In their song "Revolution," the Beatles sang "We all want to change the world."
Now, according to Hungarian baby boomers, the Fab Four might have done just that.
Andras Simonyi, Hungary's ambassador to the United States, claims that American rock 'n' roll from the Beatles to Jimi Hendrix to Traffic spurred on the reformers during the country's 40 years in the wilderness of communism. In Hungary, in other words, the cry of liberty sounded an awful lot like "La, la, how the life goes on!"
Good for John, Paul, George and Ringo.
Nevertheless, though rock music might have provided the sound-track for Hungary's reformation, we suspect what the East European kids were really hearing in those songs was the sound of free expression; the sound a free people saying and playing what they wanted, how they wanted, where and when they wanted. In his day, Jimi Hendrix gave a lot of aging Americans the willies. But the U.S. government never censored his work. The Hungarian Communist Party did. And that contrast likely sent more than a few young idealists to the barricades to fight for the kind of individuality they heard in the Hendrix Experience.

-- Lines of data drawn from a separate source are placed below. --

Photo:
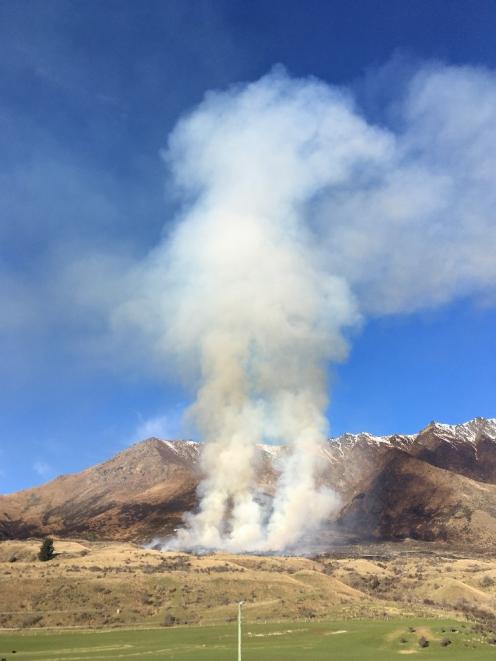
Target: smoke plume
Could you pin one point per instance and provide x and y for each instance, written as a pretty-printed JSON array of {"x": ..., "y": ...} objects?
[{"x": 299, "y": 219}]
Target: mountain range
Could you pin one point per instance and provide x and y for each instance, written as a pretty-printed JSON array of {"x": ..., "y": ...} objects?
[{"x": 438, "y": 485}]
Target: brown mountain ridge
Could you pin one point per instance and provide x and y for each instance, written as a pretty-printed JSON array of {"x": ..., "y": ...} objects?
[{"x": 438, "y": 485}]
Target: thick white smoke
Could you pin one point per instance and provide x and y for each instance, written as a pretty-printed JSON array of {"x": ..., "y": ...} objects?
[{"x": 300, "y": 218}]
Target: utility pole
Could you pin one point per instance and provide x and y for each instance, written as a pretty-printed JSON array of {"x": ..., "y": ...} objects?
[{"x": 239, "y": 629}]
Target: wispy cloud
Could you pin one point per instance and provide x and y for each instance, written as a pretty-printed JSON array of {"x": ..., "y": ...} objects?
[{"x": 168, "y": 426}]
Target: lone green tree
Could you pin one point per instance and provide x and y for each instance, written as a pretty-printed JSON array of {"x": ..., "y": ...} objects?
[{"x": 46, "y": 550}]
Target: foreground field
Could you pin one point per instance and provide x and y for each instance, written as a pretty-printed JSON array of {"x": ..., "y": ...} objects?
[
  {"x": 343, "y": 640},
  {"x": 90, "y": 584}
]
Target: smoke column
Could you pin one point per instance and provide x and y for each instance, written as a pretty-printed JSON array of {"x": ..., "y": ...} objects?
[{"x": 299, "y": 219}]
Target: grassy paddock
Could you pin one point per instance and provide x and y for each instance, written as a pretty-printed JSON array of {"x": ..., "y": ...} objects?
[{"x": 343, "y": 640}]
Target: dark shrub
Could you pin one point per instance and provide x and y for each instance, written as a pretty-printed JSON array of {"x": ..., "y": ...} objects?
[{"x": 46, "y": 550}]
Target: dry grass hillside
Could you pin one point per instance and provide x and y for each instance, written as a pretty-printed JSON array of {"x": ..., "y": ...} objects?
[{"x": 93, "y": 584}]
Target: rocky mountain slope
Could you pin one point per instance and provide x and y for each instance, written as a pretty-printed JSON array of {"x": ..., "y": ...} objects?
[{"x": 437, "y": 485}]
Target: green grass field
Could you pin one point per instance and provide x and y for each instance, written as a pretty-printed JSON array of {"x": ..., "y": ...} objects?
[{"x": 341, "y": 640}]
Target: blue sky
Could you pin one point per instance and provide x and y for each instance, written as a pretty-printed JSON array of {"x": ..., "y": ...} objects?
[{"x": 89, "y": 92}]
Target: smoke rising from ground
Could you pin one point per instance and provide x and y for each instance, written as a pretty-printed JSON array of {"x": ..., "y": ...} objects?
[{"x": 299, "y": 219}]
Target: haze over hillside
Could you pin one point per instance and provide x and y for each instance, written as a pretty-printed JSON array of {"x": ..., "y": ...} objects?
[{"x": 438, "y": 485}]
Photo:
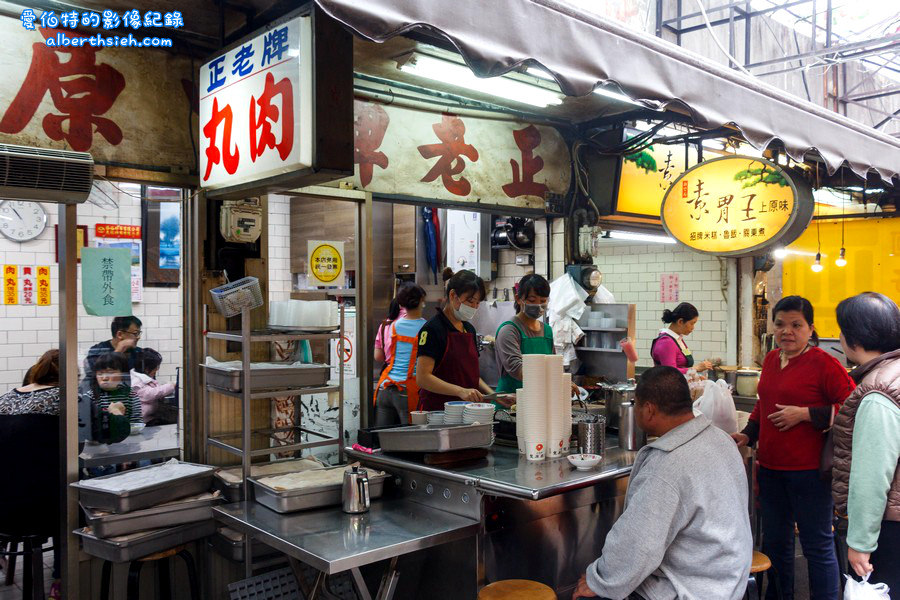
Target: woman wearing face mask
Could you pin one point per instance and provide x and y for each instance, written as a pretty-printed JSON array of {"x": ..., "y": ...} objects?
[
  {"x": 801, "y": 387},
  {"x": 669, "y": 348},
  {"x": 525, "y": 334},
  {"x": 447, "y": 363}
]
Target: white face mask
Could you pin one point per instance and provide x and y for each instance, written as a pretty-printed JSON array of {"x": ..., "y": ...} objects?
[{"x": 465, "y": 312}]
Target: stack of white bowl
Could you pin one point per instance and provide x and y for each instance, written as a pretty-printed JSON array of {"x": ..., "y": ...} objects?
[
  {"x": 532, "y": 409},
  {"x": 543, "y": 410},
  {"x": 453, "y": 412},
  {"x": 478, "y": 412}
]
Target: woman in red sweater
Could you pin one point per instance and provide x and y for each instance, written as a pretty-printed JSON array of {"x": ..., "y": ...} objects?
[{"x": 800, "y": 390}]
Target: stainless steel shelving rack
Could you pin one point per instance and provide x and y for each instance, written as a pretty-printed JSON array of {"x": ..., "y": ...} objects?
[{"x": 242, "y": 442}]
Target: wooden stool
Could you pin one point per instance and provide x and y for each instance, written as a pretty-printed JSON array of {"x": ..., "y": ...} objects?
[
  {"x": 165, "y": 583},
  {"x": 516, "y": 589},
  {"x": 759, "y": 565}
]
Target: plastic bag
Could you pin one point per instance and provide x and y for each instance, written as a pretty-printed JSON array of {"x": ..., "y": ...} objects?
[
  {"x": 718, "y": 406},
  {"x": 604, "y": 296},
  {"x": 863, "y": 590}
]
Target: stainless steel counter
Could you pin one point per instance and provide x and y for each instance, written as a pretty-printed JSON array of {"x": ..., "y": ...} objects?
[
  {"x": 153, "y": 442},
  {"x": 542, "y": 521},
  {"x": 332, "y": 541},
  {"x": 506, "y": 473}
]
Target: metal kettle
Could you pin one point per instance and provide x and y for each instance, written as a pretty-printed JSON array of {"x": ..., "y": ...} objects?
[{"x": 355, "y": 491}]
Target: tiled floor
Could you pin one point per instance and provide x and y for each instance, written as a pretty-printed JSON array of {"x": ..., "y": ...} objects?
[{"x": 14, "y": 592}]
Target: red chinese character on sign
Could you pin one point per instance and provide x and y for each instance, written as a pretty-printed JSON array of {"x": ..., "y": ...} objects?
[
  {"x": 523, "y": 183},
  {"x": 451, "y": 131},
  {"x": 210, "y": 130},
  {"x": 269, "y": 112},
  {"x": 80, "y": 89},
  {"x": 369, "y": 127}
]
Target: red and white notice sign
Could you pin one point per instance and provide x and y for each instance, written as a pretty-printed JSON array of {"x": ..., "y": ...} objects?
[{"x": 668, "y": 288}]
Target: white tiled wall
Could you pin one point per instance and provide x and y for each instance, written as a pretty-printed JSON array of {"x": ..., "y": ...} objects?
[
  {"x": 632, "y": 273},
  {"x": 509, "y": 273},
  {"x": 26, "y": 332},
  {"x": 279, "y": 248}
]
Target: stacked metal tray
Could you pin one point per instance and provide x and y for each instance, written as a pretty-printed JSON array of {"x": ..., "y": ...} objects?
[
  {"x": 229, "y": 481},
  {"x": 146, "y": 496},
  {"x": 299, "y": 376},
  {"x": 137, "y": 545},
  {"x": 436, "y": 438},
  {"x": 306, "y": 498},
  {"x": 187, "y": 510}
]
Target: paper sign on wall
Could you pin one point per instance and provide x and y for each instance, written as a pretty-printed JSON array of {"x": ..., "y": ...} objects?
[
  {"x": 326, "y": 263},
  {"x": 43, "y": 285},
  {"x": 28, "y": 287},
  {"x": 106, "y": 277},
  {"x": 137, "y": 271},
  {"x": 348, "y": 357},
  {"x": 10, "y": 284},
  {"x": 668, "y": 288}
]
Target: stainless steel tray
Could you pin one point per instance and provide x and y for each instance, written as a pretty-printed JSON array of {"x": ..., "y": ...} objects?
[
  {"x": 285, "y": 501},
  {"x": 233, "y": 491},
  {"x": 436, "y": 438},
  {"x": 268, "y": 379},
  {"x": 151, "y": 495},
  {"x": 138, "y": 545},
  {"x": 230, "y": 544},
  {"x": 188, "y": 510}
]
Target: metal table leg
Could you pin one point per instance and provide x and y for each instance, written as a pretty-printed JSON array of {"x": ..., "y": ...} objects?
[
  {"x": 389, "y": 582},
  {"x": 360, "y": 584}
]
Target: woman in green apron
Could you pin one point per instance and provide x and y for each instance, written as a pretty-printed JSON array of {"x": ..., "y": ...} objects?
[{"x": 525, "y": 334}]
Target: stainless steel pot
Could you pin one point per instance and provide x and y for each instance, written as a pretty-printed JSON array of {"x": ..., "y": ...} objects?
[
  {"x": 746, "y": 382},
  {"x": 618, "y": 394}
]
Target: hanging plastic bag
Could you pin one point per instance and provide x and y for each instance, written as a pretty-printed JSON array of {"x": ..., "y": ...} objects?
[
  {"x": 718, "y": 406},
  {"x": 863, "y": 590},
  {"x": 604, "y": 296}
]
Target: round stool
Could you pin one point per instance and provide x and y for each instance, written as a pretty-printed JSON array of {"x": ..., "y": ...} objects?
[
  {"x": 759, "y": 565},
  {"x": 516, "y": 589},
  {"x": 163, "y": 574}
]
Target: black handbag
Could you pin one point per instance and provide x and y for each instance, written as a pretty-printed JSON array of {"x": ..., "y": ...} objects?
[{"x": 826, "y": 460}]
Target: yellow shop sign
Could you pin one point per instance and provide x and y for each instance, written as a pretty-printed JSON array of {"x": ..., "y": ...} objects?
[{"x": 736, "y": 205}]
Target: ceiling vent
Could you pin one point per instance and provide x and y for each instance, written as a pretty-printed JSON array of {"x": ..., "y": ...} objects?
[{"x": 45, "y": 175}]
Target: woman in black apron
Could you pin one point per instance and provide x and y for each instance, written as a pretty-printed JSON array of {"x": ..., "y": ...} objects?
[{"x": 447, "y": 357}]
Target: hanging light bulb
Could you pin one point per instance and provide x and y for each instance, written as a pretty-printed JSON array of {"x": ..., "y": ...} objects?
[
  {"x": 817, "y": 266},
  {"x": 842, "y": 259}
]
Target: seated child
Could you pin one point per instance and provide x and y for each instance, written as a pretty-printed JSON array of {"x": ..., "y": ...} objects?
[
  {"x": 110, "y": 401},
  {"x": 144, "y": 384}
]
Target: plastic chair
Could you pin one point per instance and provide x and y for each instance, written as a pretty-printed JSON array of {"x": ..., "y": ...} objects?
[{"x": 29, "y": 515}]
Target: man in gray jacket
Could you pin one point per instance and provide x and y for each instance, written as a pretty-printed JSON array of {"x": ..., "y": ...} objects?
[{"x": 685, "y": 532}]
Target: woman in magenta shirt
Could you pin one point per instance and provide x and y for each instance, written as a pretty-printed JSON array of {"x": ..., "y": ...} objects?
[{"x": 669, "y": 348}]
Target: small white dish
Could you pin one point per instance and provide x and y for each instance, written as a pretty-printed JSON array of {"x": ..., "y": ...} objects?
[{"x": 584, "y": 462}]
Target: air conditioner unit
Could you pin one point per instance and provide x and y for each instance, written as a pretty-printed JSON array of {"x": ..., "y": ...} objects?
[{"x": 45, "y": 175}]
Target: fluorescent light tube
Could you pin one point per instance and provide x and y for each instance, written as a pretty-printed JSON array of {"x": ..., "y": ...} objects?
[
  {"x": 452, "y": 73},
  {"x": 641, "y": 237}
]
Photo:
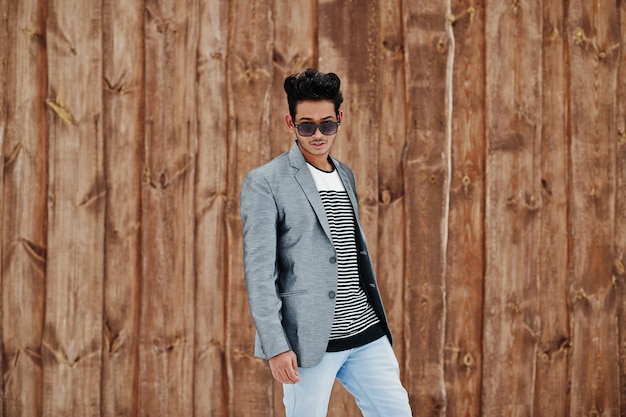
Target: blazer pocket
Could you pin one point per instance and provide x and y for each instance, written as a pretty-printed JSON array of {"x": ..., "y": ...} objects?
[{"x": 292, "y": 293}]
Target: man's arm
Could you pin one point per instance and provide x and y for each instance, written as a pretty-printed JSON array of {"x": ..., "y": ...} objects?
[{"x": 259, "y": 217}]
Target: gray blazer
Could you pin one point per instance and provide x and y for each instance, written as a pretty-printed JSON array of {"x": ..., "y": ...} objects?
[{"x": 290, "y": 261}]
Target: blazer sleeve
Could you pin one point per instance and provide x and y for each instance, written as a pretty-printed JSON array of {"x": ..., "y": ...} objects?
[{"x": 259, "y": 215}]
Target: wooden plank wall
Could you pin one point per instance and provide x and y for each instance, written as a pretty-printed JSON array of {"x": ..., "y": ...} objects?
[{"x": 489, "y": 144}]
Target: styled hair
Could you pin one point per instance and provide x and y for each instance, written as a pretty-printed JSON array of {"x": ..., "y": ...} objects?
[{"x": 312, "y": 85}]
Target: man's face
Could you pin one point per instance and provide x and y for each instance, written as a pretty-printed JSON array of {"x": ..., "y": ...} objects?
[{"x": 316, "y": 147}]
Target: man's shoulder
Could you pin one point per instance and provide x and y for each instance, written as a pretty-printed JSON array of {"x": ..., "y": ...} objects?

Chances are good, as well, that young rebels in Hungary who were painters responded to Andy Warhol and that author John Irving likely has fueled the fires of dissent among the nation's novelists.
Young actors might have held up Brando as a standard bearer.
It is ironic, however, that in free nations, the arts are often viewed as subversive (remember the National Endowment disputes over the work of photographer Robert Mapplethorpe?). Sometimes a book will rub people the wrong way and be pulled from the shelves or a movie will be the target of pickets. James Watt banned the Beach Boys from the White House. But the artists are always allowed to express themselves. Their work is not confiscated and burned. And that sense of tolerance is the real spark that kindles a desire in repressed people to throw off the shackles of tyranny.
When people live by solid principles, others resonate to those same principles.
The Beatles' "I Am the Walrus" may not tickle the fancy of everyone; but everyone has a stake in letting it be sung.
Americans should keep that in mind the next time they feel like muffling a rapper.
One person's noise, in the end, just may turn out to be another person's national anthem.